# Until we meet again....



## Jiskefet (May 15, 2011)

I know what you're thinking. You think I'm dead. Because you cannot see me with your human eye, cannot feel me, with your hands or hold me in your arms. You think I am gone forever. You recall how I looked when I left this place and you cannot remotely imagine that I could possibly be alive in another place. You are racked and torn by the pain of our separation and it blinds 
you to that which is right in front of you ... me.
How many times since I left your immediate sight have you been told that I'm dead and you should "get over it"... How many times have you cried yourself to sleep because you feel like an outcast, believing you're supposed to get over me because that's what people say is normal... but somehow you can't and no one seems to understand?
How many times have you put yourself through such excruciating pain because you aren't willing to consider that I am not, by any means, dead.

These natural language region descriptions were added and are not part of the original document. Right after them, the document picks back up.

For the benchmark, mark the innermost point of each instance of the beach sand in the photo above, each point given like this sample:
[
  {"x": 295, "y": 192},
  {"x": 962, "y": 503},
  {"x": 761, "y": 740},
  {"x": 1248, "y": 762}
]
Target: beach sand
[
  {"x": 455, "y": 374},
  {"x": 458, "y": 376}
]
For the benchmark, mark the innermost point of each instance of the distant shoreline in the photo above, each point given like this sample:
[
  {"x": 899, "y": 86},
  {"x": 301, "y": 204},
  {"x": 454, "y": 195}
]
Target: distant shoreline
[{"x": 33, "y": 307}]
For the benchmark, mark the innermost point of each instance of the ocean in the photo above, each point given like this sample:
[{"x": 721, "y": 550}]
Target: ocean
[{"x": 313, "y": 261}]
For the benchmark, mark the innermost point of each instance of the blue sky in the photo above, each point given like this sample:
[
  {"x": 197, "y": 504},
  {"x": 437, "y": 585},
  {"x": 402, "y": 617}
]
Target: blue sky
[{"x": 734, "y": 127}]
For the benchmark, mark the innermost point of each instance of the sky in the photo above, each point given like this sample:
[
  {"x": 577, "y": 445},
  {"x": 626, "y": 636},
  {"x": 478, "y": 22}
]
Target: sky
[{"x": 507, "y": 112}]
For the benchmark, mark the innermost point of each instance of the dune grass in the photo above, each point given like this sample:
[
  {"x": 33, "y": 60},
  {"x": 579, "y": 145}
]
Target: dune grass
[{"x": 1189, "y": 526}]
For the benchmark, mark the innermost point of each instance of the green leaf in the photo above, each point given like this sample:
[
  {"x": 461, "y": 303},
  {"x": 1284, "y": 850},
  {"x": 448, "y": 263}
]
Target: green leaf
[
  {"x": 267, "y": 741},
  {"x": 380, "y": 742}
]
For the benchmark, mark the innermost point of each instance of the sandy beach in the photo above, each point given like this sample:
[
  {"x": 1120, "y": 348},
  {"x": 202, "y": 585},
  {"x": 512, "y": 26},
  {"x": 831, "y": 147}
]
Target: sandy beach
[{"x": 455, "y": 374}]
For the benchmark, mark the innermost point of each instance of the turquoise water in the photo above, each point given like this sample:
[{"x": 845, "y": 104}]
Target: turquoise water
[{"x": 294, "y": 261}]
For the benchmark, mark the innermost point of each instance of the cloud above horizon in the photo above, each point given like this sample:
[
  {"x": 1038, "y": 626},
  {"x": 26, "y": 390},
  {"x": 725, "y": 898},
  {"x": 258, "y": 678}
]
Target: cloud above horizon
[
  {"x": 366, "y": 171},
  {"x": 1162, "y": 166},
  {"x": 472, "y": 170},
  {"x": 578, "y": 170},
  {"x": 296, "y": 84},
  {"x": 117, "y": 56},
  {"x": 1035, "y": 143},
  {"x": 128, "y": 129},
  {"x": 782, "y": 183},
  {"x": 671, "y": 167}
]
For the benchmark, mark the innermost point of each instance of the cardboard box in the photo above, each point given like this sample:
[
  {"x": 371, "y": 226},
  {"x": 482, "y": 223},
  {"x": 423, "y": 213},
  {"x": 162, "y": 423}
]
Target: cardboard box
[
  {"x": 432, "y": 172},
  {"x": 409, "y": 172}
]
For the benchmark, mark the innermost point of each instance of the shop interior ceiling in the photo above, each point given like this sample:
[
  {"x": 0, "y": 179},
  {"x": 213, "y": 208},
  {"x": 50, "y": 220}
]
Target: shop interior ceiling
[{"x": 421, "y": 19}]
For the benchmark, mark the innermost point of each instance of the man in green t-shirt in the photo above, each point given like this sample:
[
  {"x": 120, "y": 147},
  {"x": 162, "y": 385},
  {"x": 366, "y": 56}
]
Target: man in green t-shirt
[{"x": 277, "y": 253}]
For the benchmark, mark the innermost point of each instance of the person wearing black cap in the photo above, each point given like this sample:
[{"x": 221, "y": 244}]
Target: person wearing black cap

I want you to do me a favour and go back in time with me. Remember the glorious day I came into your home- was I not the most intriguing creature you'd ever met? Did I not make you laugh and giggle? Did I not look at you with such adoration that you wanted nothing more than to spend the rest of your life with me? I wanted this too. 

Remember the days when I was in my prime and we did many things together. You were so proud of me! I was a good friend and I took care of you when you cried, were angry or felt down and unhappy.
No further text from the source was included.